I saw the first one but missed the rest.









But that's what happens when your minds on mesh.







Or was that fishnet?


----------



## JoT (Aug 12, 2003)

Damn I missed it


----------



## pg tips (May 16, 2003)

Stan & JoT your dedication to the forum is honourable!


----------



## ericp (Feb 23, 2003)

I think they could have junked most of the programme in favour of the last 15 minutes...

Cracking stuff !!!


----------



## JoT (Aug 12, 2003)

pg tips said:


> Stan & JoT your dedication to the forum is honourable!


Thanks Paul














I do my best ... normally not very good ... but at least I try ...







... C4's usually full of more yoghurt knitters than the BBC ... typical ... put something decent on and I miss it. And Jon Snow ... what a plonker ... he should go and live in Cuba or North Korea ... he would be happier there.

Did you see that crap the other night on C4 "Invading Iraq: How America and Britain Got It Wrong" according to C4 it was a military disaster - and of course the interview with the General of the Republican Guard got more emphasis and was given more credence than our officers ... what a load of bollox it was ... you would swear we lost the fight !

Feel Sorry for my lad ... he's going back to Iraq / Gulf in a months time ... third time in four years.


----------



## Sargon (Feb 24, 2003)

Love the new icon Jot.
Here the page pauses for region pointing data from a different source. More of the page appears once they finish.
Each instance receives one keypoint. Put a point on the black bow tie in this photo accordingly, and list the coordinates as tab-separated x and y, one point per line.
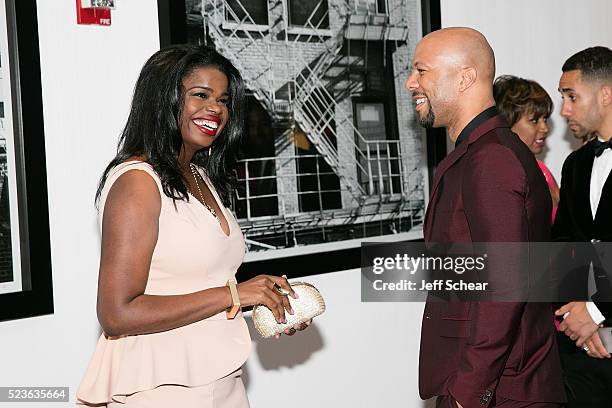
599	146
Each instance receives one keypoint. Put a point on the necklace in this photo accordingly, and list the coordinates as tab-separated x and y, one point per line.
208	207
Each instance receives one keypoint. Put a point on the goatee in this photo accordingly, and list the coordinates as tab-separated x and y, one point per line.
427	121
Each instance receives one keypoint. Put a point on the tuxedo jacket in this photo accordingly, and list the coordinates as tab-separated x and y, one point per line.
575	222
489	189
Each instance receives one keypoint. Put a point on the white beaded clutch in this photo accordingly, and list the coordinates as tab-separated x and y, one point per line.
309	304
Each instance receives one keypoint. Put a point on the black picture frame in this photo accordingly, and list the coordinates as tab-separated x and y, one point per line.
173	30
36	296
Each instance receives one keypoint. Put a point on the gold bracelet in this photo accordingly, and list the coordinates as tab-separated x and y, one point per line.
232	311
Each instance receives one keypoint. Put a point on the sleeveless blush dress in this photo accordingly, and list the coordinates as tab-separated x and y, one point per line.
197	365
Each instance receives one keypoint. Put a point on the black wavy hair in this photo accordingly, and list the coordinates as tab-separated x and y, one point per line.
153	129
595	63
516	96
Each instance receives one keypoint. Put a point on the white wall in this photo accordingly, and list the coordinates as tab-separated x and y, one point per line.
88	74
533	39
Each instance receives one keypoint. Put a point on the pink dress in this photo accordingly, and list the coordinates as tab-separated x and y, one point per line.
550	180
192	253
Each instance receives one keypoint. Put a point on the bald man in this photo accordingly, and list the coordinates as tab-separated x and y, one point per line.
488	189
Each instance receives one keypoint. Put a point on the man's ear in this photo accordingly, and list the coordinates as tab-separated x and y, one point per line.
468	78
605	95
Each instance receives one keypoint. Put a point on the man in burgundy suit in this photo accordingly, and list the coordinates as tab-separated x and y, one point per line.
488	189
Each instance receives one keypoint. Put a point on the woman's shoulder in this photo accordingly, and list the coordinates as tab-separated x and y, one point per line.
132	176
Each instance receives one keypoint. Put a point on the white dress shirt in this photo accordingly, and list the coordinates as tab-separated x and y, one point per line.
602	166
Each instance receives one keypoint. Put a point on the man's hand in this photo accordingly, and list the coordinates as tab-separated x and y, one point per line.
577	324
595	348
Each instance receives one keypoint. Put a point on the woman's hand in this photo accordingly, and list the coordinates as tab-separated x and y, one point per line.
261	290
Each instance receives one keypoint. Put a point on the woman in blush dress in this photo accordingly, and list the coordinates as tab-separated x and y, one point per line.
174	335
527	107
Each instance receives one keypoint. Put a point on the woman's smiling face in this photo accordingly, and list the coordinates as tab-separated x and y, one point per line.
205	111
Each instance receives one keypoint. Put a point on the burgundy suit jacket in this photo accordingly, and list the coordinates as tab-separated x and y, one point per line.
489	189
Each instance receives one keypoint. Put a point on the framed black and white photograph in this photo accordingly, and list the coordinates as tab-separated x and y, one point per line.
25	261
333	155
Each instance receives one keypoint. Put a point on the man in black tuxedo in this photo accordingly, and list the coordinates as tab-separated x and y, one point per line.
585	215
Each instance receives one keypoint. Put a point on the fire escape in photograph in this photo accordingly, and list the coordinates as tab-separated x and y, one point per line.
332	172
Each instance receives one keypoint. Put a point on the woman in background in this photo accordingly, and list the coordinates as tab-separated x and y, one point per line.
527	107
174	335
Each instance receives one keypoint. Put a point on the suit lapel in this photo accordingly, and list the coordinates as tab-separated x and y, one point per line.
450	160
445	164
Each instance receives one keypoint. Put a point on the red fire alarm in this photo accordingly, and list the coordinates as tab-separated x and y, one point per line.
95	12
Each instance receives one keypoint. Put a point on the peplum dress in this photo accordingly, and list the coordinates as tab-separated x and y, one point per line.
192	253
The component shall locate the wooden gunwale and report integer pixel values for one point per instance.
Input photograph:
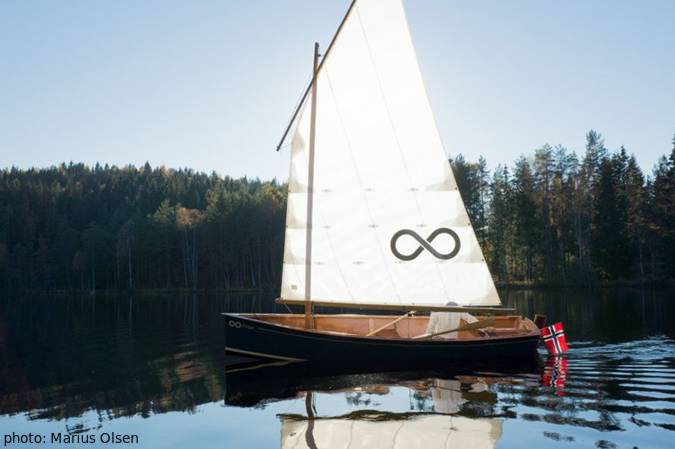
(533, 331)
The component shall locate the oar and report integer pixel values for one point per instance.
(371, 333)
(467, 327)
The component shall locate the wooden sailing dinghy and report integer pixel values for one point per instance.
(374, 217)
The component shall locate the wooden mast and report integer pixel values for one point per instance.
(309, 322)
(311, 84)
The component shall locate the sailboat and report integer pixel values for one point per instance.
(375, 220)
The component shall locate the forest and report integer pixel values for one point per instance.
(553, 218)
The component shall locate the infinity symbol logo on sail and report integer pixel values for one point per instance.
(425, 244)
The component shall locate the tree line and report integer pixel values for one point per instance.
(553, 218)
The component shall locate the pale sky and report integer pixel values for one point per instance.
(211, 84)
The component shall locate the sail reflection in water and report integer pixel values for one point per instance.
(380, 430)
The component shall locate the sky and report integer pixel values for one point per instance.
(211, 85)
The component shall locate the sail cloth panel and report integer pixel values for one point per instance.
(379, 169)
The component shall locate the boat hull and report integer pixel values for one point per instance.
(260, 339)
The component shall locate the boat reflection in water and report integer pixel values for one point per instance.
(376, 429)
(382, 430)
(449, 410)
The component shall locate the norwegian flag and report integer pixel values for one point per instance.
(554, 339)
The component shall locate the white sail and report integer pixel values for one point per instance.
(423, 432)
(382, 184)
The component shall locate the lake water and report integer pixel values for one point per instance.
(152, 370)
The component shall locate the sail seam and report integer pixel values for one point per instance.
(360, 181)
(396, 138)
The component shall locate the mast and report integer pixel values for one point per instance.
(309, 321)
(311, 85)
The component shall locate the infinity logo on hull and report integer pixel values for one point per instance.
(425, 244)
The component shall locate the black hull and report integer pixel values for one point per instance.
(261, 339)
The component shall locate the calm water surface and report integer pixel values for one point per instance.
(154, 367)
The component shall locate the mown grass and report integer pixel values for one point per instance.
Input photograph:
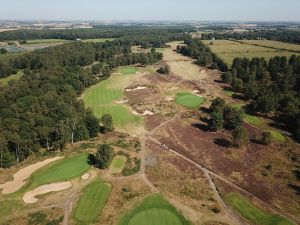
(100, 98)
(154, 210)
(61, 170)
(189, 100)
(253, 213)
(16, 76)
(92, 200)
(118, 164)
(277, 135)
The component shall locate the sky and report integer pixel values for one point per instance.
(214, 10)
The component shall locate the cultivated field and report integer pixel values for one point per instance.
(228, 50)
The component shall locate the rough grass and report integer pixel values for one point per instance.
(277, 135)
(16, 76)
(252, 213)
(100, 98)
(118, 164)
(154, 210)
(189, 100)
(61, 170)
(92, 200)
(228, 50)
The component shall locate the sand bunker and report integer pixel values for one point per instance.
(85, 176)
(30, 197)
(136, 89)
(21, 176)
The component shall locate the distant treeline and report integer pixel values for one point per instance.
(199, 51)
(42, 109)
(276, 35)
(272, 87)
(99, 32)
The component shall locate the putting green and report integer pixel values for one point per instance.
(189, 100)
(252, 213)
(92, 201)
(118, 164)
(154, 210)
(62, 170)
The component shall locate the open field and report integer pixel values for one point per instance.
(228, 50)
(252, 213)
(102, 96)
(154, 210)
(189, 100)
(16, 76)
(62, 170)
(92, 201)
(118, 164)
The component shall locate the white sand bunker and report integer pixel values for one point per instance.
(146, 112)
(21, 176)
(121, 101)
(85, 176)
(30, 197)
(136, 89)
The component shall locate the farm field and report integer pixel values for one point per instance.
(252, 213)
(117, 164)
(16, 76)
(62, 170)
(154, 210)
(91, 201)
(102, 96)
(189, 100)
(228, 50)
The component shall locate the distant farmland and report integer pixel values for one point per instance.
(228, 50)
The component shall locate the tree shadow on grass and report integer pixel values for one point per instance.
(222, 142)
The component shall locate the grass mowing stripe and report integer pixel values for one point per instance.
(154, 210)
(62, 170)
(253, 213)
(92, 201)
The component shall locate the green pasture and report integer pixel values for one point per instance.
(189, 100)
(91, 202)
(154, 210)
(118, 164)
(61, 170)
(252, 213)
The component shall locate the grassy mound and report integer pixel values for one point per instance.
(189, 100)
(252, 213)
(65, 169)
(92, 201)
(154, 210)
(117, 164)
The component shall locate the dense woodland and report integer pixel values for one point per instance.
(199, 51)
(98, 32)
(42, 109)
(272, 87)
(276, 35)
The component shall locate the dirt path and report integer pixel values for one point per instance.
(21, 176)
(209, 173)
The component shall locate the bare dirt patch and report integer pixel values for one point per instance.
(21, 176)
(30, 197)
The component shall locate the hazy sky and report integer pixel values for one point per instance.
(270, 10)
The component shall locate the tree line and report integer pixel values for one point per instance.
(42, 108)
(196, 49)
(97, 32)
(276, 35)
(273, 87)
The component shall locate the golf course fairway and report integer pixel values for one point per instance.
(154, 210)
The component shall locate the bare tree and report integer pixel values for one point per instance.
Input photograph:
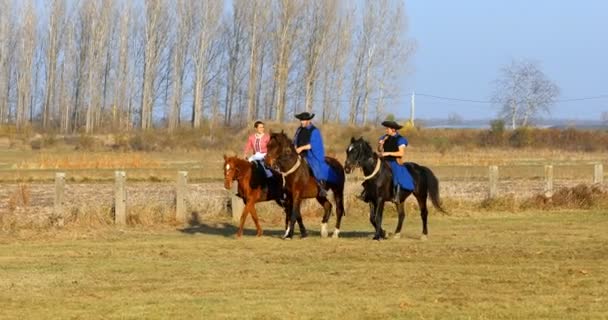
(604, 118)
(185, 24)
(155, 36)
(53, 47)
(26, 49)
(99, 19)
(6, 37)
(288, 13)
(523, 90)
(334, 75)
(319, 19)
(206, 28)
(257, 14)
(121, 115)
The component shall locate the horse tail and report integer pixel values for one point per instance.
(432, 188)
(338, 169)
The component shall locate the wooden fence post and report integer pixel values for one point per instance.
(548, 180)
(58, 208)
(598, 173)
(236, 204)
(180, 197)
(493, 175)
(120, 198)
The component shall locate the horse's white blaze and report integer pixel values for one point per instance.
(324, 230)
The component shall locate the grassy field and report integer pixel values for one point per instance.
(492, 266)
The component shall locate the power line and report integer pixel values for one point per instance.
(597, 97)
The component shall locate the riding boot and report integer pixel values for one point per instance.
(322, 189)
(397, 193)
(363, 195)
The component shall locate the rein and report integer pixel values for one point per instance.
(290, 171)
(376, 170)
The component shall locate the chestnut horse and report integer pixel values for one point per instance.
(300, 183)
(251, 189)
(378, 186)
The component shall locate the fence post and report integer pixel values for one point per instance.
(548, 180)
(236, 204)
(598, 173)
(180, 198)
(58, 208)
(120, 198)
(493, 175)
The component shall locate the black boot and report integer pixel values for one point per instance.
(322, 189)
(397, 193)
(363, 195)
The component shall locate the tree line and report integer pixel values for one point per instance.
(119, 65)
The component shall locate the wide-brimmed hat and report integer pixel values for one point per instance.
(391, 124)
(305, 116)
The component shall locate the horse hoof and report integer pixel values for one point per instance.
(324, 230)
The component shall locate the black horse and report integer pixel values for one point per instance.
(378, 186)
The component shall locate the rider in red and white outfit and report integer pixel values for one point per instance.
(256, 147)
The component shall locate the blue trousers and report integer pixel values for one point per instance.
(401, 176)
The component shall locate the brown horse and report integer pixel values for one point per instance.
(251, 190)
(300, 183)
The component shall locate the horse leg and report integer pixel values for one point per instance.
(254, 215)
(424, 212)
(401, 216)
(380, 234)
(339, 214)
(327, 213)
(239, 233)
(372, 213)
(401, 212)
(295, 215)
(303, 232)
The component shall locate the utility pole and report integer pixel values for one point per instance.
(412, 108)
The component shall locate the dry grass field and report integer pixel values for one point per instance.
(532, 265)
(517, 256)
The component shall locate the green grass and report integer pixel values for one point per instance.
(494, 266)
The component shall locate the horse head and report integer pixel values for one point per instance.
(357, 153)
(231, 170)
(278, 145)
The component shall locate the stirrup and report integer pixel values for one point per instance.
(396, 196)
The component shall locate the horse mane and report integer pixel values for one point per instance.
(240, 163)
(283, 140)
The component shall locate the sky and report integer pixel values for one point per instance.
(461, 46)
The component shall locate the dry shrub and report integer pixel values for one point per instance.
(151, 214)
(90, 161)
(502, 203)
(89, 215)
(578, 197)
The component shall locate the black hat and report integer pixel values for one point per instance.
(305, 116)
(392, 124)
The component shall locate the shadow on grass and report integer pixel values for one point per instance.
(229, 230)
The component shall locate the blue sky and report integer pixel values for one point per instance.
(463, 44)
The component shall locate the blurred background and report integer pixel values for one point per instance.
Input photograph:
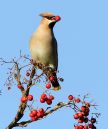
(82, 37)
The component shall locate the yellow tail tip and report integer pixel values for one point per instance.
(56, 88)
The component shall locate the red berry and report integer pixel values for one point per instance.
(77, 100)
(80, 114)
(24, 99)
(20, 86)
(81, 120)
(93, 120)
(85, 120)
(41, 110)
(81, 127)
(40, 113)
(48, 86)
(76, 127)
(76, 116)
(85, 127)
(83, 108)
(91, 126)
(27, 74)
(34, 112)
(30, 97)
(70, 97)
(51, 97)
(51, 78)
(49, 101)
(86, 113)
(34, 118)
(44, 96)
(87, 104)
(42, 100)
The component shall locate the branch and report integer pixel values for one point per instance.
(58, 106)
(22, 106)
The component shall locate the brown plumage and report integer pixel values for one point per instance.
(43, 45)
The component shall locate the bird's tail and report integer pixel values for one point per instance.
(55, 83)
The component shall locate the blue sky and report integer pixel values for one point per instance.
(82, 37)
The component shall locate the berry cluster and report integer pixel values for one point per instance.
(37, 114)
(82, 114)
(24, 99)
(48, 99)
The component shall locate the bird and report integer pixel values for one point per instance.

Im a Dalek fan from way back. Everybody loves a villan that can't climb stairs.


----------



## JoT (Aug 12, 2003)

Sargon said:


> Love the new icon Jot. Im a Dalek fan from way back. Everybody loves a villan that can't climb stairs.


Can't climb stairs ... HA ... be very afraid






























Daleks Climbing Stairs


----------



## JoT (Aug 12, 2003)

I have found a site selling half size Daleks - I am finding it difficult to resist - should I get one







....... or put it towards a watch


----------



## ericp (Feb 23, 2003)

That depends on wether or not the half size dalek comes on a strap or a bracelet....

Personally I think they would look nice on a tan leather strap with steel buckle.


----------



## JoT (Aug 12, 2003)

ericp said:


> That depends on wether or not the half size dalek comes on a strap or a bracelet....
> 
> Personally I think they would look nice on a tan leather strap with steel buckle.


 A Dalek watch ! I have heard of Dr Who watches ... but a Dalek watch ... now thats a thought ... I bet Ron has one 

I am on a mission now !


----------



## MIKE (Feb 23, 2003)

pg tips said:


> had a tear in my eye at the end when the BofB pilot went up in the Spit.
> 
> Never was so much......


Hi PG,

Back to the program, if was not for "the few" I might be typing this in German. Great program and you where not on your own with a tear in your eye.

We must never forget

MIKE..


----------